July 26th. The water of the large stream we had crossed, and ascended for some distance on the preceding [261] day, was turbid, and so brackish as to be nauseous to the taste. The same was observed, though in a less remarkable degree, of the little tributary we had followed up to our encampment. After leaving the region of red sandstone, we found the water to become perceptibly purer. In the districts occupied by that rock, we have observed several copious springs, but not one whose waters were without a very manifest impregnation of muriate of soda, or other saline substances. In the gray or argillaceous sandstone springs are less frequent, but the water is not so universally impure.
A beautiful dalea, two or three euphorbias, with several species of eriogonum, were among the plants collected about this encampment. Notwithstanding the barrenness of the soil and the aspect of desolation which so widely prevails, we are often surprised by the occurrence of splendid and interesting productions springing up under our feet, in situations that seemed to promise nothing but the most cheerless and unvaried sterility. Operating with unbounded energy in every situation, adapting itself with wonderful versatility to all combinations of circumstances; the principle of life extends its dominion over those portions of nature which seem as if designed for the perpetual abode of inorganic desolation, distributing some of its choicest gifts to the most ungenial regions; fitting them by peculiarity of structure, for the maintenance of life and vigour, in situations apparently the most unfavoured.
At nine o'clock in the evening of the 25th, a fall of rain commenced; we were now ten in company, with a single tent, large enough to cover half the number. In order, however, to make the most equal distribution of our several comforts, it was so arranged that about the half of each man was sheltered under the tent, while the remainder was exposed to the weather. This was effected by placing all our heads near together in the centre of the tent, and [262] allowing our feet to project in all directions, like the radii of a circle.
On the ensuing morning we commenced our ride at an early hour, being encouraged still to pursue the course up the ravine, by a bison path, which we believed would at length conduct us to the open plain. Our progress was slow and laborious, and our narrow path so hemmed in with perpendicular cliffs of sandstone, that our views were nearly as confined, and the surrounding objects as unvaried as if we had been making our way in a subterranean passage.
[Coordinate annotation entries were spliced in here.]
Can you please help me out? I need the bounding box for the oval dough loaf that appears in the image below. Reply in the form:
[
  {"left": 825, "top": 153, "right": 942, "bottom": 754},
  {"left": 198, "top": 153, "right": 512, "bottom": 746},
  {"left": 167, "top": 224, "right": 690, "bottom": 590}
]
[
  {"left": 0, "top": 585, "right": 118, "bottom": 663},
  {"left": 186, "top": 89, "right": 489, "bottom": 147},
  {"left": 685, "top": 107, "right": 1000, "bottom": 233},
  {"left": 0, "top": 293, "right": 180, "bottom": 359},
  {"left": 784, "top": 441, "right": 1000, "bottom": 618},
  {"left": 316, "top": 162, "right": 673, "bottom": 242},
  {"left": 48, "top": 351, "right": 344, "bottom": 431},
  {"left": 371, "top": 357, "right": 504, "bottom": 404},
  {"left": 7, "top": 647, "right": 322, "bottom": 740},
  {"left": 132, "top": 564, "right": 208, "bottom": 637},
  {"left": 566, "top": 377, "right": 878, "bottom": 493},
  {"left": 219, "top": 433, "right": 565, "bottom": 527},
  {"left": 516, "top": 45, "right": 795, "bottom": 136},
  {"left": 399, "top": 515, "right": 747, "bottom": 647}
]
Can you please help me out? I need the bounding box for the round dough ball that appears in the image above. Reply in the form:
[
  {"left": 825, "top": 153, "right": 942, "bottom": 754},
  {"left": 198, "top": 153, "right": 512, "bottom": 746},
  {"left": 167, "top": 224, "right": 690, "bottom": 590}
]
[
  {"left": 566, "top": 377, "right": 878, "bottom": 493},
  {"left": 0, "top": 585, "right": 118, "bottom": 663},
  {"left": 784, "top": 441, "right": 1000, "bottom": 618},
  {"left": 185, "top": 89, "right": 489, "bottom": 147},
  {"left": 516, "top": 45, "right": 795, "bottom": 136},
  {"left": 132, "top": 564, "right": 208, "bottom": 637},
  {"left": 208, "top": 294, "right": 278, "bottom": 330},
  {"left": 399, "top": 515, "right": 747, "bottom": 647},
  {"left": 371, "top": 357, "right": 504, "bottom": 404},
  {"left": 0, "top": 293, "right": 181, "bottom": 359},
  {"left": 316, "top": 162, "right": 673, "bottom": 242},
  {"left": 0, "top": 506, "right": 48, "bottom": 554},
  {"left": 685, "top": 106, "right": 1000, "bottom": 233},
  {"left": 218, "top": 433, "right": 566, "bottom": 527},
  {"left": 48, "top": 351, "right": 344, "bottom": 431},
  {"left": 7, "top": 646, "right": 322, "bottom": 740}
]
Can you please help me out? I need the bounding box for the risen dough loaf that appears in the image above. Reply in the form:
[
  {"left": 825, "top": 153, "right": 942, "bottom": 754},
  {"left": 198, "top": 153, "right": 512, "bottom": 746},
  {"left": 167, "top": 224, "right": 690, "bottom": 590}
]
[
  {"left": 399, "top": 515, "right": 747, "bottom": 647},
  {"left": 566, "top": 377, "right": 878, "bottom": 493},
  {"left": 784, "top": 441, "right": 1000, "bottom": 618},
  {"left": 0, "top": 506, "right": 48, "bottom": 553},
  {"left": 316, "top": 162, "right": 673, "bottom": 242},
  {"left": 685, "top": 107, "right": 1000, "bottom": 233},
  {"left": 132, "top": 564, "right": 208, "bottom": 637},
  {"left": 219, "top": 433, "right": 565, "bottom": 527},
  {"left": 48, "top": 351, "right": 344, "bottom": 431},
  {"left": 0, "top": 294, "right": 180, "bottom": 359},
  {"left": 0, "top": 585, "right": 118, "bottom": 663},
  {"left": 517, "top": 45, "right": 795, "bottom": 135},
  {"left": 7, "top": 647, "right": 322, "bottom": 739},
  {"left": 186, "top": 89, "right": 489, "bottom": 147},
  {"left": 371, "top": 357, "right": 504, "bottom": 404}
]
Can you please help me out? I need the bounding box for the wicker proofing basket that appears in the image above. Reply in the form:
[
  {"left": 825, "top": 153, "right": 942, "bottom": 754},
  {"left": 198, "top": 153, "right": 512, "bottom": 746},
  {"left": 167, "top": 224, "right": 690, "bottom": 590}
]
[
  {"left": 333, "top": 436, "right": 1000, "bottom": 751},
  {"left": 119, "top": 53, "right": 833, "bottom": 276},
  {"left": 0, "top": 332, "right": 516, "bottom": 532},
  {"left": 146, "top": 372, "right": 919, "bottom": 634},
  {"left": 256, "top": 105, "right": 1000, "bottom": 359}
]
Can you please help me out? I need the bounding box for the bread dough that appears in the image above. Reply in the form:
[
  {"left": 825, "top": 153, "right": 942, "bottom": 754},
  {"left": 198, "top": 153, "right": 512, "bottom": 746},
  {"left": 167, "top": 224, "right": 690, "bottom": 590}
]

Two black-tailed deer, with a few squirrels, and some small birds, were all the animals seen in the course of the day. Some enormous tracks of the grizzly bear, with the recent signs of bisons, afforded sufficient proof that these animals, though unseen, were near at hand.
Our courses were nearly south during the day, and the distance we travelled, estimated on them, fifteen miles. The actual distance passed must have been much greater, as our real course was extremely circuitous, winding from right to left in conformity to the sinuosities of the valley.